Adam has no regrets, he could not care less about yesterday and he has nothing resembling emotional bonds outside of his own nuclear family and nothing but his wife really matters as she satisfies any need for the justification of his ruthless ambition. Cynthia on the other hand, cares little for those beyond her own nuclear family unless they gratify her self-image in some way. Both are not just unsentimental. They are asentimental. She briefly has small a crisis of self-faith about her performance as a top notch mom over a minor incident which sets off a rousing round of justification for Adam's insider trading. Insider trading and illegal offshoring of ill-gotten funds is therefore noble because it's for the family cause, but infidelity would be an unspeakable transgression in this relationship.

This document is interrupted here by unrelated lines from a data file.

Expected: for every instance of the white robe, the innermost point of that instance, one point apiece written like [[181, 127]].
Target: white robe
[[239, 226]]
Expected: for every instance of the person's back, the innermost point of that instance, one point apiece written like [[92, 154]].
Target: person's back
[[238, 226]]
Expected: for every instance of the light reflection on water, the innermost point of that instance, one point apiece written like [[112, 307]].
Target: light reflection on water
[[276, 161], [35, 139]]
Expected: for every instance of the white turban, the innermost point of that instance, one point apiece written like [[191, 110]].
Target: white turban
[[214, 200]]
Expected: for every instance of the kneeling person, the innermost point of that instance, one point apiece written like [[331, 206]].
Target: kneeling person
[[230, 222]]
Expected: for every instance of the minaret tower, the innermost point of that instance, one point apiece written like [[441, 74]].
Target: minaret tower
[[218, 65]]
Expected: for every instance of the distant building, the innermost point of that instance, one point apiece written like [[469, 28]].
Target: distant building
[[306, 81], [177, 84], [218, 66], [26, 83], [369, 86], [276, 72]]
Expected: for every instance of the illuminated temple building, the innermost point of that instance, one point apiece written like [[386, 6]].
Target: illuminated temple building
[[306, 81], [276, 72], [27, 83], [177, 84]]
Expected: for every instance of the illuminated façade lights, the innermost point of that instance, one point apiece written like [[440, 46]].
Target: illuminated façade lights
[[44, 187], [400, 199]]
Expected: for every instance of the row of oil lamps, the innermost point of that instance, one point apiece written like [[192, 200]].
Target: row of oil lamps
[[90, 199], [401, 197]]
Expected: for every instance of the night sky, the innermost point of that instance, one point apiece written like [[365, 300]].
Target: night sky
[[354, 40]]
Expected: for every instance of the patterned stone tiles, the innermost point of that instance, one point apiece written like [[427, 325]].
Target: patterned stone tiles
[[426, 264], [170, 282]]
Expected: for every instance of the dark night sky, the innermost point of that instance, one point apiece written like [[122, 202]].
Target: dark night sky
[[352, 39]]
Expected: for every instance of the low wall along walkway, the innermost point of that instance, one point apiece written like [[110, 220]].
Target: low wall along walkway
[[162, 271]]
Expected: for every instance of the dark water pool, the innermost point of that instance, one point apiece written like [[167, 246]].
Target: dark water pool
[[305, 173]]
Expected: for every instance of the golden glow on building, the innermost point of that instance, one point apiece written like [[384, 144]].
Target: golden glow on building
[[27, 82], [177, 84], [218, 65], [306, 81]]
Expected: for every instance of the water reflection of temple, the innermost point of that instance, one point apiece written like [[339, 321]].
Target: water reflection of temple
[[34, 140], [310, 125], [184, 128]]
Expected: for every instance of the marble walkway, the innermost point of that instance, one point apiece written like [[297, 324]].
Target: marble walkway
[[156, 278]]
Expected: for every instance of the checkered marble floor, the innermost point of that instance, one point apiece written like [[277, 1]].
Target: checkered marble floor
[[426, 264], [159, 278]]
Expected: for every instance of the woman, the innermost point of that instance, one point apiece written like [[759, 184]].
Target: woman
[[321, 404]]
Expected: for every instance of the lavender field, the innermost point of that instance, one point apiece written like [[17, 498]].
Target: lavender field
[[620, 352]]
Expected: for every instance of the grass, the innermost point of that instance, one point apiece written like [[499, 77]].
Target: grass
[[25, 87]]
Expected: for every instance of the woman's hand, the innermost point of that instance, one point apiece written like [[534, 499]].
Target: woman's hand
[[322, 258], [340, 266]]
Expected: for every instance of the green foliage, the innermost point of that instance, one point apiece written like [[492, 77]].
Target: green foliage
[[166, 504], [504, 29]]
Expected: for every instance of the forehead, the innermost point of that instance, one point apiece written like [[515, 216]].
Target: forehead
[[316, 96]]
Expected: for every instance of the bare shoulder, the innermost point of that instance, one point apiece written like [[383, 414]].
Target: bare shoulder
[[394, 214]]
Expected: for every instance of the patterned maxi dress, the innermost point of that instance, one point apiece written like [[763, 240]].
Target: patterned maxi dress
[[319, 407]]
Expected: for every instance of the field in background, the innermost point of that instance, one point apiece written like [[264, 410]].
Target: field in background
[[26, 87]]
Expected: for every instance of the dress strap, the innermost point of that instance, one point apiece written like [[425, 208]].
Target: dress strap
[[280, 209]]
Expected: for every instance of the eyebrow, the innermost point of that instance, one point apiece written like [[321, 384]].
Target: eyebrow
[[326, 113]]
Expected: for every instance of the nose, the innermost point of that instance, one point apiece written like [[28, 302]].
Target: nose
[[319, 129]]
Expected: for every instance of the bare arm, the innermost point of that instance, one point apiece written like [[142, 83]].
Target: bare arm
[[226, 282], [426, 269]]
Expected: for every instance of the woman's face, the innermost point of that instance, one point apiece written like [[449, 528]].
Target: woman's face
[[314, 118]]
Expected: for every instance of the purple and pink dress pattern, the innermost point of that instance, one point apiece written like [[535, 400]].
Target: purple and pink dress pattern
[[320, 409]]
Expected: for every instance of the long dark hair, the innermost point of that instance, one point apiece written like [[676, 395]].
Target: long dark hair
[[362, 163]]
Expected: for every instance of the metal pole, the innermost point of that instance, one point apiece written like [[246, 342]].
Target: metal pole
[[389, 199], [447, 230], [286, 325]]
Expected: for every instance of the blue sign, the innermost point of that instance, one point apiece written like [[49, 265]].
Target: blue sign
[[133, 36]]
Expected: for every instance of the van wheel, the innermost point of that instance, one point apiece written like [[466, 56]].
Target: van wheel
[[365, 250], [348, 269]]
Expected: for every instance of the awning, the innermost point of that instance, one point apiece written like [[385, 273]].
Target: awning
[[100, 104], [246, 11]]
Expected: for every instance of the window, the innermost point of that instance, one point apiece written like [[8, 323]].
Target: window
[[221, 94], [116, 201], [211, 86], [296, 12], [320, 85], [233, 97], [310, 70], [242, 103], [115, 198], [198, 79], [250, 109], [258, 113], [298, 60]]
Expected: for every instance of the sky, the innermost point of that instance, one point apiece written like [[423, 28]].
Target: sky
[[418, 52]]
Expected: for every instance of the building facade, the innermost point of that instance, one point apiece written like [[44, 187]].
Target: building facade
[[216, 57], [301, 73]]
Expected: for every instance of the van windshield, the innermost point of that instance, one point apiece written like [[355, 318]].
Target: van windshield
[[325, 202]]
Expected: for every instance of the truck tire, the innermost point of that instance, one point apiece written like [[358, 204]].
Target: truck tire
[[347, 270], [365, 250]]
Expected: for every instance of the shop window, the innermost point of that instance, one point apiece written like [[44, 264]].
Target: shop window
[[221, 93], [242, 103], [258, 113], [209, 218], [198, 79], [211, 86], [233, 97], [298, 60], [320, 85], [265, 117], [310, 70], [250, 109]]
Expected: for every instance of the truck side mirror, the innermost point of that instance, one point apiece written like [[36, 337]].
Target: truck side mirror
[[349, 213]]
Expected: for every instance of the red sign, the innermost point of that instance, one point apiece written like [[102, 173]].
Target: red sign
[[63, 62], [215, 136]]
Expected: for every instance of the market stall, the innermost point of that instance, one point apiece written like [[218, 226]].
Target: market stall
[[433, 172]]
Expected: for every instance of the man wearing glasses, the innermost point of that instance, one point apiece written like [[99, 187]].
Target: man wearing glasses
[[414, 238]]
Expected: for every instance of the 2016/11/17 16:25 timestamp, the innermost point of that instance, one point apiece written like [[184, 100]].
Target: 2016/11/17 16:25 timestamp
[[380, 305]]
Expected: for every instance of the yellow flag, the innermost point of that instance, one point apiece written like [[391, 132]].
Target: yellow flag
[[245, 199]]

I'm not sure what purpose the kids serve to further this vignette unless it's because everyone has them, maybe even especially narcissists and sociopaths. And the kids do serve up a couple of different perspectives on what a casual rather causal relationship with such wealth breeds and Dee invests a lot of time in them plot-wise. April, the extrovert, compensates for her sense of cultural rootlessness resulting from her parents' disregard for extra-family attachment and asentimentality ultimately by cultivating both the careless arrogance of her mother and the same wreckless lack of empathy for those outside the family as her father. Jonah, the introvert, compensates for a childhood and adolescence void of personal struggle and subsequent meaningful achievement by setting himself on a quest for a unicorn called authenticity.
Best passage from the book for me was, "The whole idea of forgiveness presumed you were locked in the past and trying to let yourself out. She wasn't going to drag him back in that direction, to make him explain why he had lived as he had lived. That wasn't who they were. Each moment bore only the next one and if you were going to be successful in this life, that was the plane on which you had to live. If you started going on your knees to the past, demanding something from it, you were dead. She asked nothing from it."
The rich aren't like you and I. Because, above all else, they have never believed they are like everyone else even on the most fundamental human level, even before they became wealthy. And that's what Dee's The Privileges is at its core.